SPATA: Spatio-Tangible Tools for Fabrication-Aware Design
Eerily similar to this concept from Unfold, though far more realized and technically developed, this project seeks to connect the virtual to the physical in the domain of 3D design and digital fabrication.
The physical tools used when designing new objects for digital fabrication are mature, yet disconnected from their virtual accompaniments. SPATA is the digital adaptation of two spatial measurement tools, that explores their closer integration into virtual design environments. We adapt two of the traditional measurement tools: calipers and protractors. Both tools can measure, transfer, and present size and angle. Their close integration into different design environments makes tasks more fluid and convenient.
It's a compelling and well-executed vision, that seems to demonstrate real utility. I was intrigued that they used a motorized fader, given my exploration of the device as a means to manage both analogue input and output.
THAW: Hybrid Interactions with Phones on Computer Screens
An imaginative investigation of congruence between devices from MIT's Tangible Media Group, with some illuminating application ideas.
THAW is a novel interaction system that allows a collocated large display and small handheld devices to seamlessly work together. The smartphone acts both as a physical interface and as an additional graphics layer for near-surface interaction on a computer screen.

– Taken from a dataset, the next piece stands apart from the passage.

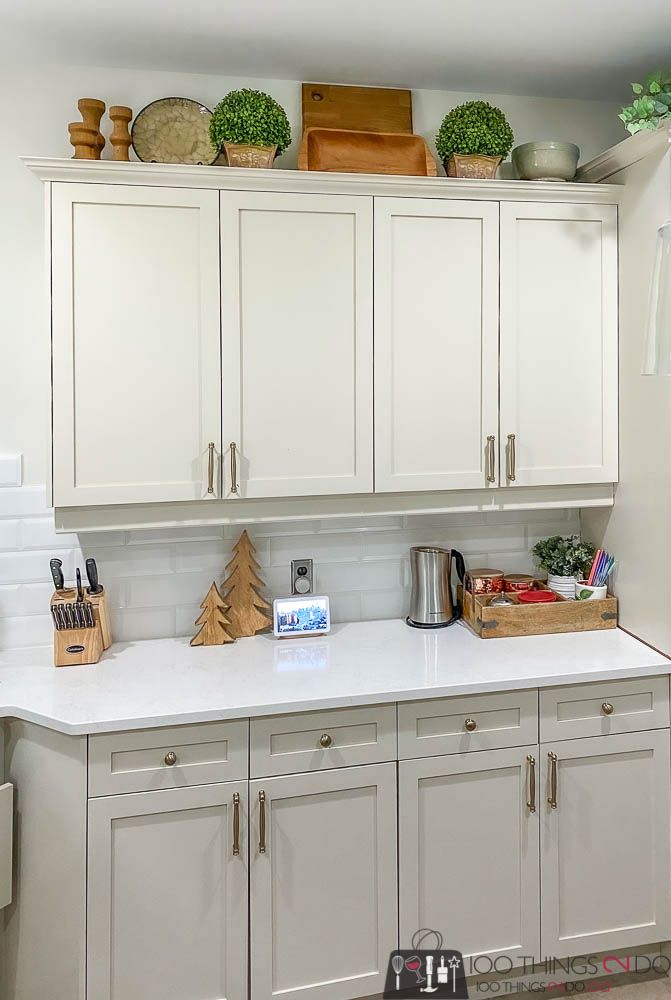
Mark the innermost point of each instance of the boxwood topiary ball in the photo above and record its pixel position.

Our system enables accurate position tracking of a smartphone placed on or over any screen by displaying a 2D color pattern that is captured using the smartphone’s back-facing camera. The proposed technique can be implemented on existing devices without the need for additional hardware.
The method for detecting the location of the phone on the screen is really smart. A color gradient is overlaid on the screen, and the phone's camera detects the precise colors it's seeing to determine its position. The overlay shrinks to a small circle by the camera as it gains confidence, for the most part the human eye will miss the split second the gradient actually fills the entire screen for its first detection attempt.
Obviously this demonstration is using custom software on both the laptop and phone, but it's impressive that no additional hardware was required.
I also took part in an interesting workshop, focused on abstracting expressive movements and re-imagining them as mechanics in low fidelity foam core prototypes. We began by building an interesting 'Master and Slave' device in which six potentiometers were followed by six equivalently positioned servo motors. Following that we built a drawer with foam core, and attempted to make expressive movements with its (servo-controlled) opening and closing motion.
An enlightening few days. Oh, and I briefly got to meet the inimitable Hiroshi Ishii.